Nathan Caldecott from the Ruskin School of Art at the University of Oxford is exhibiting his work at Modern Art Oxford as part of the Platform Graduate Award 2017. Below he talks about his work and the inspiration behind it.
My practice as an artist has a focus on digital models, and the statehood they adopt in digital and physical spaces. The work I’ve been making over the last 2 years is a redirected form of minimalist sculpture, acting as diagrams and stations for these models, while using objects of value to intercept their visual systems. Engaging with architecture, finance, and social theory, I render these models into minimal systems of grids and cubes, affording a conversation between the newly empowered and embedded sense of construction in these larger systems, and the detachment of their complexity and scale.
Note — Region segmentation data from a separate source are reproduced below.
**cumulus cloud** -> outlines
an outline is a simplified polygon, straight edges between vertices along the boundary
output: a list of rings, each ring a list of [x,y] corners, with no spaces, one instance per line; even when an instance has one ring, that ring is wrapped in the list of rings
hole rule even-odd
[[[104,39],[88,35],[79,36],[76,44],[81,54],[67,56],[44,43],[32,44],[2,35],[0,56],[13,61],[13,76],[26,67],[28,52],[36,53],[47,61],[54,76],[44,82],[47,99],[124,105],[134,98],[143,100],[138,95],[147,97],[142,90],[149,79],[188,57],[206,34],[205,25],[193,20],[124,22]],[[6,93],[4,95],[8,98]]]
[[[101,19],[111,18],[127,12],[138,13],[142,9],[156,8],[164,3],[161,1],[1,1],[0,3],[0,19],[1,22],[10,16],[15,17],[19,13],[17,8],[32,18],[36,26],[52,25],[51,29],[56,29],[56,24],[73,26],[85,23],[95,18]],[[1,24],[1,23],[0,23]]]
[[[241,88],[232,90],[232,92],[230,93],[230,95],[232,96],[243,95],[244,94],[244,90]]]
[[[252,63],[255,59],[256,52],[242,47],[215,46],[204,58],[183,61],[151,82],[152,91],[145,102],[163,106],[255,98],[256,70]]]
The threshold this opens up continues into my process, which sends back and forth from laptop to workshop. In my work, it creates a distinct distance between the role of the cube or grid as a structural unit, and the role it could play as a physical container of value. With my digital images, I prototype shapes and formations on the computer alone, their containership limited to source images compressed into small pixel grids, their unit value then enlarged into more unique sets. For my sculptures, this distance is more visible and separate, and allows me to push apart digitised incidents of form, and the material incidents of surface that I apply to them.
The centrepiece of my exhibition at Platform – a set of 6 kiltered cubes – references modes of conduction, carrying an unused 12-bit binary encryption into its structure, while being loaded with a mix of mythical, material and dematerial surfaces, including diamonds and carbon nanotubes. It’s joined by a floor installation of the first BlackBerry mobile cameraphones, that were joined in an encrypted network before being shredded and laid in a large grid. Completing the room is a GIF misusing the algorithm Photoshop uses to compress moving images, translating a set of identical rotated gradients into different tonal patterns. The GIF is displayed as a set of 4 Giclee prints.
I’m very excited to see how the pieces in Render Stations – all coming from different lines of enquiry – form a suite of work, and how they play out in a public setting alongside the Aleksandra Mir and Rose Finn-Kelcey shows upstairs. I’m especially grateful to the team at Modern Art Oxford and the Ruskin for the opportunity.